“All right,” replied Petrúshka with a smile, and promptly snatching his cap down from a nail he ran away to harness.
While the horse was being harnessed the talk returned to the point at which it had stopped when Vasíli Andréevich drove up to the window. The old man had been complaining to his neighbour, the village elder, about his third son who had not sent him anything for the holiday though he had sent a French shawl to his wife.
“The young people are getting out of hand,” said the old man.
“And how they do!” said the neighbour. “There’s no managing them! They know too much. There’s Demóchkin now, who broke his father’s arm. It’s all from being too clever, it seems.”
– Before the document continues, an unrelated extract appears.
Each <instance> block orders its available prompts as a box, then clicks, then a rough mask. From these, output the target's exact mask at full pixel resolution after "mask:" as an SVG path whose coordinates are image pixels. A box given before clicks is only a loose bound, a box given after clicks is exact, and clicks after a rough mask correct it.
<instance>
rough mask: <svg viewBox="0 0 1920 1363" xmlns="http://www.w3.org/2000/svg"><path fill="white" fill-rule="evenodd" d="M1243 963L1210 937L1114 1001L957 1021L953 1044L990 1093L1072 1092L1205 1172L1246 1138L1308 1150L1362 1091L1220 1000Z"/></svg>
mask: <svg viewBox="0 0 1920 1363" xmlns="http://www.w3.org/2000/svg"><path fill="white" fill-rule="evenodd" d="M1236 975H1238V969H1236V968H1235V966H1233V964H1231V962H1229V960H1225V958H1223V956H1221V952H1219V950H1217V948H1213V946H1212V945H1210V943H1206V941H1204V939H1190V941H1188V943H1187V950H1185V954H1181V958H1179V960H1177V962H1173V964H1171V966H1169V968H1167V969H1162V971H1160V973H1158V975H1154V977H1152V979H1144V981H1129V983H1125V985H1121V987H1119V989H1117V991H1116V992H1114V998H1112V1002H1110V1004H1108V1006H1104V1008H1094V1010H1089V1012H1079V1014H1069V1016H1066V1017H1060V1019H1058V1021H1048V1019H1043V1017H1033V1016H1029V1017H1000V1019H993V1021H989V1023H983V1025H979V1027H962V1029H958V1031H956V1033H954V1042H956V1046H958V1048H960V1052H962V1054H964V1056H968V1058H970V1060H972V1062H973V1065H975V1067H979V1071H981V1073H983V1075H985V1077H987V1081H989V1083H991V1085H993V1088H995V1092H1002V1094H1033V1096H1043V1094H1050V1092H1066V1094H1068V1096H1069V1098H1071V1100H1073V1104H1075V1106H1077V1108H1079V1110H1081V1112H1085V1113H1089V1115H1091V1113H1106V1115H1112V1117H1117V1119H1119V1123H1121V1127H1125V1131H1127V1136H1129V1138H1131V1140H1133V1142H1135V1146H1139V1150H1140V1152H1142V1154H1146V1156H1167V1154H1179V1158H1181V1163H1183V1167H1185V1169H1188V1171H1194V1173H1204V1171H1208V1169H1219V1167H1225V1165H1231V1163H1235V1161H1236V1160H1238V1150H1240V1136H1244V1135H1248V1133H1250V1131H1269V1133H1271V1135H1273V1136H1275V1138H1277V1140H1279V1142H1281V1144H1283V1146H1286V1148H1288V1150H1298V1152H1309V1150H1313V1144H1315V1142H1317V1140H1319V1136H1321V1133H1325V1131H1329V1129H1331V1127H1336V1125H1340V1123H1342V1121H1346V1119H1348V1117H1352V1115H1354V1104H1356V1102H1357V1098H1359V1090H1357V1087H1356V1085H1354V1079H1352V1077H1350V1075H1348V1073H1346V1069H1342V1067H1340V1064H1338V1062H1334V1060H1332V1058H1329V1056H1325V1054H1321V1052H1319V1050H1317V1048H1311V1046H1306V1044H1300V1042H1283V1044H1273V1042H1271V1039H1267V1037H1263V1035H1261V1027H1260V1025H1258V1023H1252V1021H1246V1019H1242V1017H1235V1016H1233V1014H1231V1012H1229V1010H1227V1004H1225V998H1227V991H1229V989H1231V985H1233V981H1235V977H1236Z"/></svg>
Nikíta listened, watched their faces, and evidently would have liked to share in the conversation, but he was too busy drinking his tea and only nodded his head approvingly. He emptied one tumbler after another and grew warmer and warmer and more and more comfortable. The talk continued on the same subject for a long time—the harmfulness of a household dividing up—and it was clearly not an abstract discussion but concerned the question of a separation in that house; a separation demanded by the second son who sat there morosely silent.
It was evidently a sore subject and absorbed them all, but out of propriety they did not discuss their private affairs before strangers. At last, however, the old man could not restrain himself, and with tears in his eyes declared that he would not consent to a breakup of the family during his lifetime, that his house was prospering, thank God, but that if they separated they would all have to go begging.
“Just like the Matvéevs,” said the neighbour. “They used to have a proper house, but now they’ve split up none of them has anything.”